I brought up the matter of the Danish situation, and handed him the memorandum25 of even date herewith prepared in answer to the British memorandum26 making suggestions as to a joint statement by our two Governments regarding the recent Danish rising against the Germans. Our memorandum suggests in essence that we drop the matter in view of the fact that the British wish to push the Danish Council in London as part of the statement.
I added a few observations. It seems to me that there was the beginning of a possible rivalry between the Danish Council, Christmas Moeller and Reventlow in London on the one hand and de Kauffmann and the Danish groups here. The fact was that Christmas Moeller had broadcast to Denmark followed by an uncoordinated effort of the British political warfare people to stimulate a rising in Denmark; this had occurred; the Danish Council in London, apparently without guidance from the British Foreign Office had then telegraphed all Danish societies in America asking their support over de Kauffmann’s head. This had not been understood here. The British suggestion that the Danish Council might be recognized as primus inter pares, of course, made no sense here.[Page 20]
I thereupon suggested:
- That we continue to regard the King of Denmark as the symbol of Danish nationality—which seems to accord with the usual feeling in Denmark;
- That we continue to regard the Danish Ministers outside Denmark, who have declared independence since the King had become a prisoner, as the King’s representatives—especially since they continued to be accorded recognition as such by the countries to which they were accredited;
- That the Danish Council in London be used by the British for British purposes just as we use the groups of Danish businessmen and the Danish-American societies here as bodies with which de Kauffmann might consult;
- That in the event that political differences should arise requiring bringing these various interests together, we might consult together.

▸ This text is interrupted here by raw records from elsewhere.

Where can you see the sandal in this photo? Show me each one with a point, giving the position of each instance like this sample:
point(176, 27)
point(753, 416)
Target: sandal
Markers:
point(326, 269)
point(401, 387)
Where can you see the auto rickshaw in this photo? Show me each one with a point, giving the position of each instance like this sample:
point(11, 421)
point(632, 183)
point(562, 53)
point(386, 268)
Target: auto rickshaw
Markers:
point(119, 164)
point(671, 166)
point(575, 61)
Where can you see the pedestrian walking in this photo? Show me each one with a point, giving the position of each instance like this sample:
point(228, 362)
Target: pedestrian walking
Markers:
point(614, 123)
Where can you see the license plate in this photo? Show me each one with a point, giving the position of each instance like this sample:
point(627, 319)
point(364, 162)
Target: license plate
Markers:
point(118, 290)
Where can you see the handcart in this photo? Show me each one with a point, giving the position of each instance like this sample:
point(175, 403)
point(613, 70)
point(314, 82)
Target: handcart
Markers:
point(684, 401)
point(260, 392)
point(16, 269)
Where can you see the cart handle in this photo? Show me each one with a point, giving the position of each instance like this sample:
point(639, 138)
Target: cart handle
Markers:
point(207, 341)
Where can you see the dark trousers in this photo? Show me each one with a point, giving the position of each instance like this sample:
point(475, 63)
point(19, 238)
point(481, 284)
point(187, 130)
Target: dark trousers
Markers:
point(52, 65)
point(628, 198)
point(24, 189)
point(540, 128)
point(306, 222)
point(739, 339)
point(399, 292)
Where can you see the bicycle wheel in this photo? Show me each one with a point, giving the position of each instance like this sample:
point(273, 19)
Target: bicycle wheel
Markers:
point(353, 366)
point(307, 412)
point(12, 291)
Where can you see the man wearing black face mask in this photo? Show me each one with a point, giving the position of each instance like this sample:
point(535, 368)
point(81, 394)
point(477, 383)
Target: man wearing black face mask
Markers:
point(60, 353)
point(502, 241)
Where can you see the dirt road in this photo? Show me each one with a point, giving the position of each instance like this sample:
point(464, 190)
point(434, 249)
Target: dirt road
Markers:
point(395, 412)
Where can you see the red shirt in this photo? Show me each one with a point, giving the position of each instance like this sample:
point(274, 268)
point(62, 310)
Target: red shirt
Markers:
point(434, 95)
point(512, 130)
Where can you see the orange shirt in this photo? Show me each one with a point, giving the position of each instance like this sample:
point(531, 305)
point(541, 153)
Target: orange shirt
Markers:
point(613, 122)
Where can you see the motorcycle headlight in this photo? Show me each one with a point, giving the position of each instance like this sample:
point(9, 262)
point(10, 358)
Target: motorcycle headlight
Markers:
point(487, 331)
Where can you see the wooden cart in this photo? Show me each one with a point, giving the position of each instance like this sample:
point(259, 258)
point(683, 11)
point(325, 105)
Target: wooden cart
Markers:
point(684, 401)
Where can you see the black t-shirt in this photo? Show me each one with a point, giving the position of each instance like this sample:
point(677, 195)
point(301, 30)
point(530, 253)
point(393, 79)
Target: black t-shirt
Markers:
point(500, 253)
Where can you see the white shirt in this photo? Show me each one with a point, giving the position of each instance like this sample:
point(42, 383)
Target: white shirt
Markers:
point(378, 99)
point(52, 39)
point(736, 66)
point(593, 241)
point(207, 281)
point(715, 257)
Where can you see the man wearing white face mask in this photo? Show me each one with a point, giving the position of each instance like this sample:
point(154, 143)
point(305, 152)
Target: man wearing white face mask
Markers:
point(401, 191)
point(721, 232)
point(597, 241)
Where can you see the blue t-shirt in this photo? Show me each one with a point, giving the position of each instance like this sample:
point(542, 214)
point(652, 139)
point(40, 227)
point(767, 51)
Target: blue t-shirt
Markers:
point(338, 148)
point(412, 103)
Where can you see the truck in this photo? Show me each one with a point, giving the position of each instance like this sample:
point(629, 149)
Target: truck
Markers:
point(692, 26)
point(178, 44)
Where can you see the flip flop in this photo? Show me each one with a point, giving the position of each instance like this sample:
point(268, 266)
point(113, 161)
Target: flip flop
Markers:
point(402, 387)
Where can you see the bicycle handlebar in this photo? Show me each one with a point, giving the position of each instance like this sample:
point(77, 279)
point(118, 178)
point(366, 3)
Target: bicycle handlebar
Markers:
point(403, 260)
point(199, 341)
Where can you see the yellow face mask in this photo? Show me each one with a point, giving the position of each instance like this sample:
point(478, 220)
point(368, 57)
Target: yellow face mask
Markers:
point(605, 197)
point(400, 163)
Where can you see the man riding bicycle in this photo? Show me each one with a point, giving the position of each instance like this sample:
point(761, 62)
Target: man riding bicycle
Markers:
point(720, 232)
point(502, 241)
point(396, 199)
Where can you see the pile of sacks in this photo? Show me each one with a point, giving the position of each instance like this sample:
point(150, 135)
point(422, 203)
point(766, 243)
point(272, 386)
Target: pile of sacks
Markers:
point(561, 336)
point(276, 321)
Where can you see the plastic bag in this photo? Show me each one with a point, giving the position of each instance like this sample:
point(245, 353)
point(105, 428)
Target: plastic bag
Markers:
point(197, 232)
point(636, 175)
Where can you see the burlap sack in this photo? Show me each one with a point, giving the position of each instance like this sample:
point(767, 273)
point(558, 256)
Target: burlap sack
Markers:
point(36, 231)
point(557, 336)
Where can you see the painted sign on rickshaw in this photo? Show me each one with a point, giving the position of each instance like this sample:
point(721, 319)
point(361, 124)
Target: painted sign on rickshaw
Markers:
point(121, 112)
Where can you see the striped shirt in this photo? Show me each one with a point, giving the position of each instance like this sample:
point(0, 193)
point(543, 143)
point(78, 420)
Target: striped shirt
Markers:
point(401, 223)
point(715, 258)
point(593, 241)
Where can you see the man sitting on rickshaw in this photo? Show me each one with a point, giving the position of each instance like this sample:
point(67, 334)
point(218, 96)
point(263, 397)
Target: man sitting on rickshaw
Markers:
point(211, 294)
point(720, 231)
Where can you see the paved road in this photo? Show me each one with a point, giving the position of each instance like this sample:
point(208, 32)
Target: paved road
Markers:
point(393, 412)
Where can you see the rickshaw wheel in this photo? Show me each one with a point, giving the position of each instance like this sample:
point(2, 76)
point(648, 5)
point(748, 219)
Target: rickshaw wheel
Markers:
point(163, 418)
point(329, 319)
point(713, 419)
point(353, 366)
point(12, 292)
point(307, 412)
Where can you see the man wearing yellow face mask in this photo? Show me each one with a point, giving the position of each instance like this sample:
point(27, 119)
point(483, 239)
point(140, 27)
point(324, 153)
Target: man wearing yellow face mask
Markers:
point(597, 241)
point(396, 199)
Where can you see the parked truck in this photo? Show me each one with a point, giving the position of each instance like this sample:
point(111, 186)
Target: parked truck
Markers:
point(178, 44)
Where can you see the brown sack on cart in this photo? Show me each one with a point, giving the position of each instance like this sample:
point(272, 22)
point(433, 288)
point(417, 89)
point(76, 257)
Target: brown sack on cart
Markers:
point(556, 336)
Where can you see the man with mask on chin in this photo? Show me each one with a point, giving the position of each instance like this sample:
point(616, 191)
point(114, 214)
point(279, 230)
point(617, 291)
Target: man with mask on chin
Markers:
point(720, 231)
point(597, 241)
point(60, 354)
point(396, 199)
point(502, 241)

Meanwhile, we might consider what kind of a step might be taken to encourage the Danes in Denmark. Decisions on that could await further reflection since the logical occasion for such a gesture had now passed.

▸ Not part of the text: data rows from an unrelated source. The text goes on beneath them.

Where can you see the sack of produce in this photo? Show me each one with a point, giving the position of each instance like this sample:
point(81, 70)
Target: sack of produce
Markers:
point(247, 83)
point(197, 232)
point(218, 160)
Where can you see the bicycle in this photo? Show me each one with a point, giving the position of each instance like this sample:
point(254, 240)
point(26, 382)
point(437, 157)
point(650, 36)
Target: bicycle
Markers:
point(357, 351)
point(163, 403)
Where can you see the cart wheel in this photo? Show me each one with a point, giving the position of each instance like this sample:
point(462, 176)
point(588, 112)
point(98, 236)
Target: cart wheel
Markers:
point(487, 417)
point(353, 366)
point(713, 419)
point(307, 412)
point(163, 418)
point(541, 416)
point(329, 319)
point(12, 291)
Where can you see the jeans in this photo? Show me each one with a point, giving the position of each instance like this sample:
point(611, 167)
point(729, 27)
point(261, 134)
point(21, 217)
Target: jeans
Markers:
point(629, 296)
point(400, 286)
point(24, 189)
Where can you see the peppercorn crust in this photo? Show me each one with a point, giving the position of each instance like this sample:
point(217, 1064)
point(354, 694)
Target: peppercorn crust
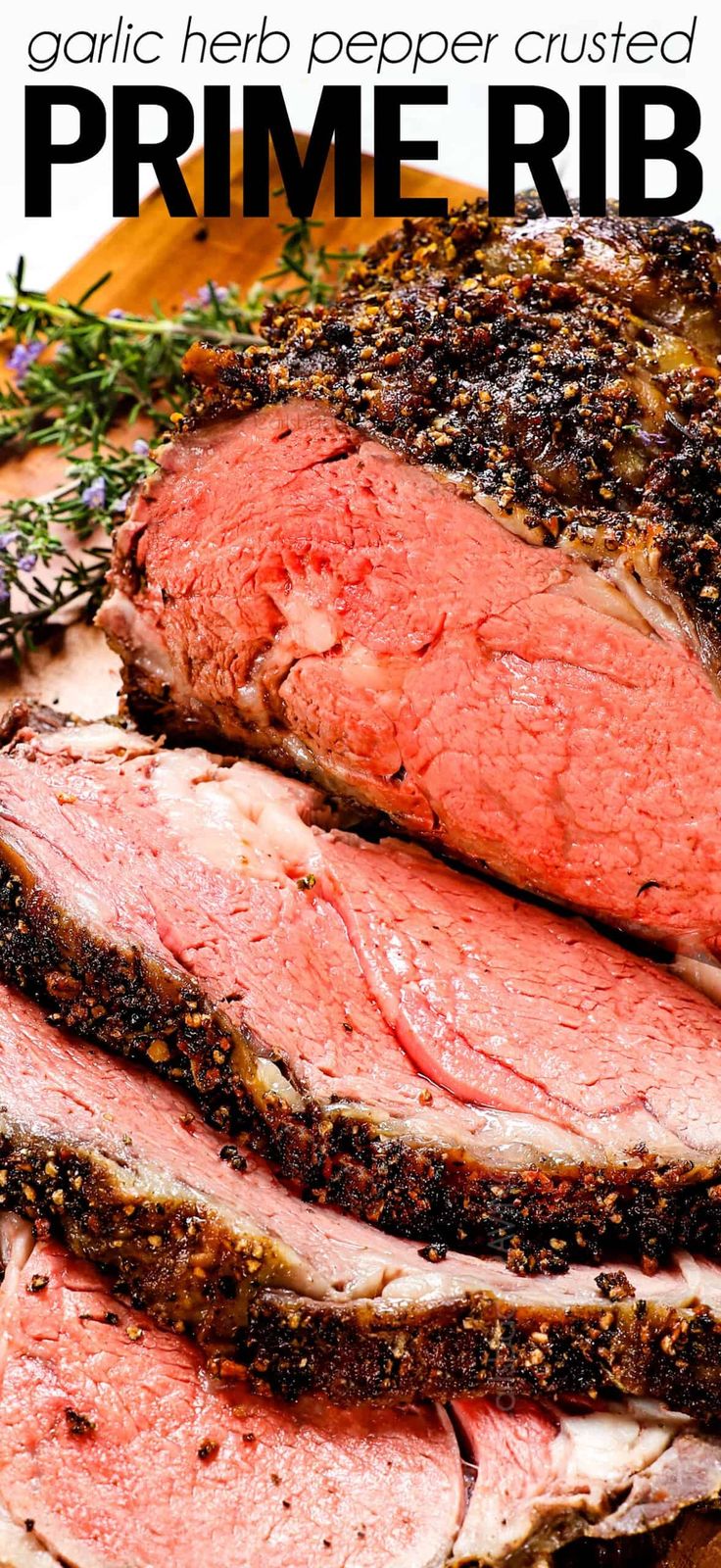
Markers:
point(538, 1217)
point(561, 372)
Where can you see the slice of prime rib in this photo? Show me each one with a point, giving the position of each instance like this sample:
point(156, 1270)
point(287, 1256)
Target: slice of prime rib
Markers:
point(414, 1045)
point(297, 1298)
point(548, 1474)
point(117, 1449)
point(341, 561)
point(115, 1442)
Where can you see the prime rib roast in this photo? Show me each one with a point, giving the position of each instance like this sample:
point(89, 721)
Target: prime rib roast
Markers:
point(546, 1474)
point(117, 1449)
point(451, 546)
point(409, 1042)
point(114, 1443)
point(298, 1298)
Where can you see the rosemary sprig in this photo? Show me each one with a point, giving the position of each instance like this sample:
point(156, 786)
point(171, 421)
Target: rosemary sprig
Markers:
point(77, 373)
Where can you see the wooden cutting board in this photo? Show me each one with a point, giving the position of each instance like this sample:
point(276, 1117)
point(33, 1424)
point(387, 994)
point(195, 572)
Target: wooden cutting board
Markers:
point(156, 258)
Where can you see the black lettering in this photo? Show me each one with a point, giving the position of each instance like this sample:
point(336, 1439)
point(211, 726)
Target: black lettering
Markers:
point(637, 149)
point(391, 151)
point(41, 151)
point(265, 120)
point(505, 153)
point(216, 153)
point(129, 151)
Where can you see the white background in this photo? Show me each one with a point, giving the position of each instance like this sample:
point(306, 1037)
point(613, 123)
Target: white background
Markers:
point(82, 204)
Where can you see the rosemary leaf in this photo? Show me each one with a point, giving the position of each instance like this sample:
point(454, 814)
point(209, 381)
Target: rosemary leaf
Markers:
point(77, 373)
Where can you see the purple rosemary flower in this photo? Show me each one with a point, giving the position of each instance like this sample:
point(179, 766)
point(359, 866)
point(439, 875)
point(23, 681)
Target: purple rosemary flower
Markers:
point(94, 494)
point(23, 358)
point(206, 295)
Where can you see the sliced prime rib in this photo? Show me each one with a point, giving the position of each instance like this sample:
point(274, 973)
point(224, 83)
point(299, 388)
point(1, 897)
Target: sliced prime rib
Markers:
point(115, 1442)
point(546, 1474)
point(297, 1298)
point(341, 561)
point(417, 1047)
point(117, 1449)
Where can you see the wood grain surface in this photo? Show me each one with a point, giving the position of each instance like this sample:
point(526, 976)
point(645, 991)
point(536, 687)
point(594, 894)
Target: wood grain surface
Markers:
point(156, 258)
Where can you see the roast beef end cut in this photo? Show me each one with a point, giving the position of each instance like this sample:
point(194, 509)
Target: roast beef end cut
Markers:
point(339, 562)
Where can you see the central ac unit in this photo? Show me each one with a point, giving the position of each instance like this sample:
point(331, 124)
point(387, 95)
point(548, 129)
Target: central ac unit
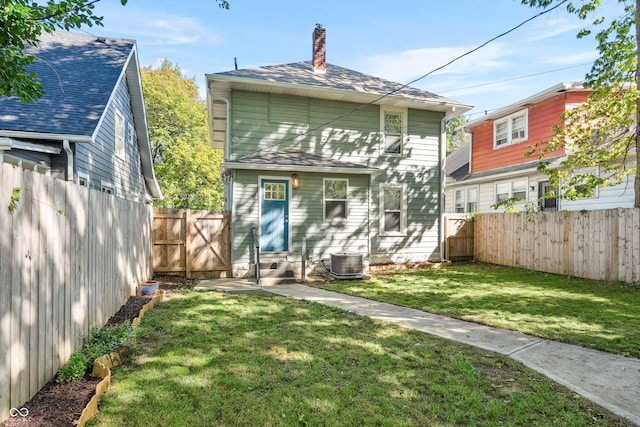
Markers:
point(346, 265)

I commented on the British suggestion that we consult the Russians in this regard and observed that the principal Danish interests were inside the Western Hemisphere. I did not think that our people were prepared to accept consultation with the Russians in matters affecting this Hemisphere; for example, we would not wish to consult them particularly regarding Martinique, and could not, I thought, be in the position of suggesting Greenland to tri-partite consultation.
Mr. Law seemed to accept this; and said that he thought the four-point disposition of affairs was acceptable. He said that the matter should not have been allowed to reach this point; and ought not to have got to this level.